All-grass Lashenden has been in the same family for ninety years and now features everything from microlight training to parachute jumping to Spitfire rides

If you like grass runways, classic aircraft and a good restaurant, look no further; Headcorn (listed in the flight guides as Lashenden) is one of the best. The airfield is in open countryside between Maidstone and Ashford, an area of Kent dotted with hop gardens and orchards, and is handily adjacent to a straight railway line, making it easy to find by air. Its position halfway between London and the short Channel crossing makes it a popular stopping-off point en route to the Continent.

It also has a remarkable history, being owned by the same family since 1927 and seeing service in the Great War (WWI) and WWII. I’ve been a regular visitor long enough to remember when the airfield was run by Chris Freeman; now his son Jamie manages it.

I arrive at Headcorn just as the airfield opens at nine. My radio call is met with QFE and a direction to join downwind for Runway 28 (always a left-hand circuit at Headcorn). It is PPR and I telephoned yesterday, so I’m in the book. I clear the runway and park in line with the other aircraft. Visiting aircraft are common, especially in the summer months. People fly here for the atmosphere and the restaurant, plus there is the usual student cross-country traffic. Later, Jamie tells me it’s not uncommon in good weather to get a dozen aircraft a day land here to clear Customs on their way to the Continent.

Pilots do have to be careful because of the parachute club and visitors must obtain prior permission by telephone.

The Air/Ground radio service here is one where I don’t have to throttle back before transmitting in order to be heard; they’re clearly used to open cockpits and high background noise. The website has noise abatement procedures and other information and is worth a look before phoning for prior permission.

Jamie Freeman is pulling out a club C172 with a tractor and gives me a wave of welcome. We go into the restaurant and I ask Jamie what changes there have been in the five years since I last profiled the airfield. The Tiger Club has gone, but other tenants have taken its place, so things are as busy as ever, he says. Currently there are 30,000 movements a year. Some 65 aircraft are based on the airfield.

Jamie is 58 and owns half of Headcorn; his cousins and uncle owning the other half. He got his pilot’s licence in 1987 and has logged 650 hours. I ask if he owns an aircraft and he says, “Yes, thirteen!” but it turns out he is referring to what are effectively club training machines?his company owns them and leases them to a number of instructors, each of whom is self-employed. There are Cessnas, Robins, PA-28s and?recently acquired?a Cub, “and I fly all of them”. His favourites are the Cub and Robin.

In the years before the war, Jamie’s grandmother Betty was a friend of Geoffrey de Havilland jr, who subsequently became a test pilot and was killed test-flying a DH108 in 1946. Jamie’s grandfather, Denby Naismith, was a keen pilot, and in later years he also became a test pilot, test-flying among other aircraft types, the Cessna 150, which first flew in 1957.
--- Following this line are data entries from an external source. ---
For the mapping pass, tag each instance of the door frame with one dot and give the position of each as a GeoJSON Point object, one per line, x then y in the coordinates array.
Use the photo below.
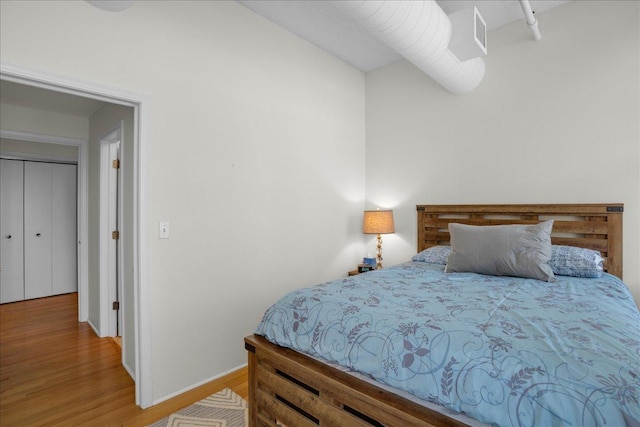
{"type": "Point", "coordinates": [140, 105]}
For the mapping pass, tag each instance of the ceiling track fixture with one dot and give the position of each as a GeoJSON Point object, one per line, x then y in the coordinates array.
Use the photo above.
{"type": "Point", "coordinates": [421, 32]}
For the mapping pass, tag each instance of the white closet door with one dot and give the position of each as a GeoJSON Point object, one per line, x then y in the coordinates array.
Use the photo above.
{"type": "Point", "coordinates": [11, 231]}
{"type": "Point", "coordinates": [64, 258]}
{"type": "Point", "coordinates": [37, 230]}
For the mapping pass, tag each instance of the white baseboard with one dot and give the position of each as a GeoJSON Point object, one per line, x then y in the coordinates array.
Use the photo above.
{"type": "Point", "coordinates": [191, 387]}
{"type": "Point", "coordinates": [94, 328]}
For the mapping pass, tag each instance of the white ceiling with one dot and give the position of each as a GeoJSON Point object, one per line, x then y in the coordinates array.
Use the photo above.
{"type": "Point", "coordinates": [314, 20]}
{"type": "Point", "coordinates": [33, 97]}
{"type": "Point", "coordinates": [322, 24]}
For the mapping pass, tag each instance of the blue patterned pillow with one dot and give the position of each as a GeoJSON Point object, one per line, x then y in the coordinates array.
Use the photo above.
{"type": "Point", "coordinates": [576, 262]}
{"type": "Point", "coordinates": [433, 255]}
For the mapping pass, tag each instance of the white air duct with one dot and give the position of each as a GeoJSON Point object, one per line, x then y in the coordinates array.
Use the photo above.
{"type": "Point", "coordinates": [532, 23]}
{"type": "Point", "coordinates": [421, 32]}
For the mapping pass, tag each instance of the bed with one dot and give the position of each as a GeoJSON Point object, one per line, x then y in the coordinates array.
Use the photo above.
{"type": "Point", "coordinates": [462, 348]}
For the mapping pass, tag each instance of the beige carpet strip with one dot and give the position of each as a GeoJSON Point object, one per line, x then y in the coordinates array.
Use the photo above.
{"type": "Point", "coordinates": [223, 409]}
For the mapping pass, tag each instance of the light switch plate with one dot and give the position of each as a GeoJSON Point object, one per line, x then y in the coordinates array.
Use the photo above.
{"type": "Point", "coordinates": [163, 230]}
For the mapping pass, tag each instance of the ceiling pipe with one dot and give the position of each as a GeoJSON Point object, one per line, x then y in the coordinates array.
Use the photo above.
{"type": "Point", "coordinates": [421, 32]}
{"type": "Point", "coordinates": [532, 23]}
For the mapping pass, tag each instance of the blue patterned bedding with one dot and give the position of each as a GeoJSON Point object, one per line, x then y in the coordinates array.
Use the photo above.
{"type": "Point", "coordinates": [503, 350]}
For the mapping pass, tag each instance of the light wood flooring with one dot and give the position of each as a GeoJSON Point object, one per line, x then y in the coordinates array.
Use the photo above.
{"type": "Point", "coordinates": [55, 371]}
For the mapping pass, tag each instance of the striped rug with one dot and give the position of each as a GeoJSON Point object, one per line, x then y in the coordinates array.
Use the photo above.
{"type": "Point", "coordinates": [223, 409]}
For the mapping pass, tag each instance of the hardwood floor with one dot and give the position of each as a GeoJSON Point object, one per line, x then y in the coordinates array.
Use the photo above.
{"type": "Point", "coordinates": [55, 371]}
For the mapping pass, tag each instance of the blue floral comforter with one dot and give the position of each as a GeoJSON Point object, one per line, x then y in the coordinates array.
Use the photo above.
{"type": "Point", "coordinates": [503, 350]}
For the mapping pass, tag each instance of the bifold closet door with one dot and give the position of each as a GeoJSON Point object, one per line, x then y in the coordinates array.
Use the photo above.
{"type": "Point", "coordinates": [11, 231]}
{"type": "Point", "coordinates": [37, 229]}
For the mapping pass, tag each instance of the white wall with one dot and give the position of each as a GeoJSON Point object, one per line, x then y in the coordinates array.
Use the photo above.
{"type": "Point", "coordinates": [55, 151]}
{"type": "Point", "coordinates": [255, 156]}
{"type": "Point", "coordinates": [31, 120]}
{"type": "Point", "coordinates": [554, 121]}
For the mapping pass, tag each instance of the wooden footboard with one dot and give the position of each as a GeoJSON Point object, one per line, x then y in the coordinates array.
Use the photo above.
{"type": "Point", "coordinates": [288, 388]}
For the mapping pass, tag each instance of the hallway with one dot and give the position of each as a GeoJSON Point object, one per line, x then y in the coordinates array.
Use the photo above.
{"type": "Point", "coordinates": [55, 371]}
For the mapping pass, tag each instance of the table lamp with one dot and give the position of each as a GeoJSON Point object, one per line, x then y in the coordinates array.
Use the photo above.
{"type": "Point", "coordinates": [378, 222]}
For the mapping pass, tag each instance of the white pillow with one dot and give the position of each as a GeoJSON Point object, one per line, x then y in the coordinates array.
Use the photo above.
{"type": "Point", "coordinates": [502, 250]}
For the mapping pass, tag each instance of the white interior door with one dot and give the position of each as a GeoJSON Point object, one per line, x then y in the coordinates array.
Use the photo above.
{"type": "Point", "coordinates": [64, 273]}
{"type": "Point", "coordinates": [37, 230]}
{"type": "Point", "coordinates": [11, 231]}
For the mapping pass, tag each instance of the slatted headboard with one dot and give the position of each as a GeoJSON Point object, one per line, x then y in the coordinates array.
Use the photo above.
{"type": "Point", "coordinates": [593, 226]}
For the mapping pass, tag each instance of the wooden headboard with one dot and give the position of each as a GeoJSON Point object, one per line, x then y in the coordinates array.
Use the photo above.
{"type": "Point", "coordinates": [593, 226]}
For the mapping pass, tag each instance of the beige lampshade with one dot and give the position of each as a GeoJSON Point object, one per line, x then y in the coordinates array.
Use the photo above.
{"type": "Point", "coordinates": [378, 222]}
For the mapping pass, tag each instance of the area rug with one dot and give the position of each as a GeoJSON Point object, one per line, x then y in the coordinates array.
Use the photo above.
{"type": "Point", "coordinates": [223, 409]}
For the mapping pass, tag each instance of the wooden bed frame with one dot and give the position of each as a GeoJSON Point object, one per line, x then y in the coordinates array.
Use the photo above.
{"type": "Point", "coordinates": [289, 388]}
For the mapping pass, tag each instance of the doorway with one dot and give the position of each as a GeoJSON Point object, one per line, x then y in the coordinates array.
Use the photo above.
{"type": "Point", "coordinates": [111, 247]}
{"type": "Point", "coordinates": [140, 348]}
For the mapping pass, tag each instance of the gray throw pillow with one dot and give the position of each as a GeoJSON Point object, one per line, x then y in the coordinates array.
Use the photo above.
{"type": "Point", "coordinates": [502, 250]}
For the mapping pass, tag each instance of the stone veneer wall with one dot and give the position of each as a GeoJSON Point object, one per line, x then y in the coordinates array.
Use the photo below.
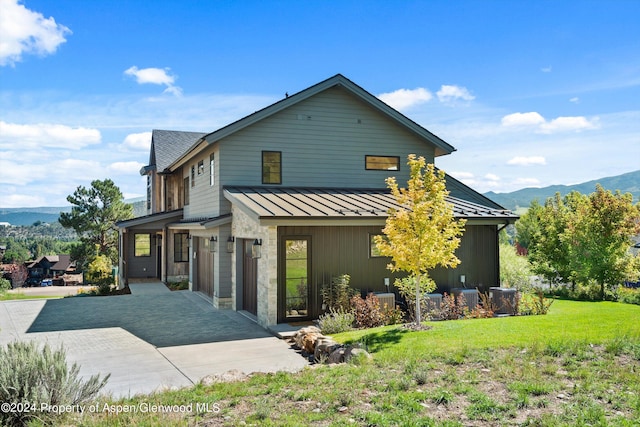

I’m curious to know what it must have been like, growing up on a family-owned airfield. I ask when he started flying. “About the age of seven,” he says. “It would have been with my mother as pilot, to France in the family Auster. We had relatives living in Berck sur Mer, and she flew there a lot, sometimes just to buy some baguettes.

My sister Elizabeth and I travelled by air so often as children that taking a train instead was a novelty and a treat.” Today Jamie’s sister lives in America. Jamie has two daughters: Alice, who’s eighteen and aims to get her pilot’s licence this year and Emily, who is sixteen. “Alice takes after my father Chris,” he says, “She’s cool under pressure. Emily takes after her mother: she’s dexterous and wants to be a vet like her mum, whose practice is based here on the farm.”

Jamie’s mother, Diana got her pilot’s licence in Canada and met his father, Chris, through motor racing; they were both keen amateur racing drivers. “It was she who was mainly responsible for getting this airfield going again post-war. After pre-war civilian flying, and following the RAF’s departure, it had fallen into disuse; she got it running again.”

He continues: “My mother bought Auster G-AJEI, for my father and she flew the other family Auster, G-AJGJ. We had a lot of flying friends, some famous. Neville Browning used to fly his Zlin here and stayed with us regularly. He was a great family friend.” I ask if his father Chris was also a pilot. “Not a qualified pilot, no. He went solo, but was too busy to get his pilot’s licence.” Jamie, too, finds running an airfield (plus farm) means that he can spare little time for flying. The 250-acre farm used to be mixed, with sheep, pigs, dairy and arable farming, but these days is just grazing for sheep and cattle.

The first flying school at Headcorn opened in 1970, when Jamie was eleven. He has always been interested in engineering, particularly British engineering. “I own half a dozen old tractors and a 1943 grader,” he says, “all British-made. And I started working on aeroplanes early. I did a two-year apprenticeship with Martin Sargeant, who had a workshop restoring vintage Rolls-Royce and Bentley cars. He had a single-seat Spitfire and was killed when it crashed at an air show at Rouen in 2001.

I also used to rebuild V-8 Rovers for my father.”

Jamie is now the licensee for the aerodrome and the licensee (in a different sense) for the Wings Bar, which is on the airfield but in a separate building, adjacent to the car park. He is also the accountable manager for the engineering EASA Part-145 compliance, and chairman of the airfield consultation committee. He was primarily occupied in farming until the mid-1980s. “Dad could be rather peppery,” he says, “And he eventually fell out with the CAA. They threatened to revoke his licence, so I took over that part.”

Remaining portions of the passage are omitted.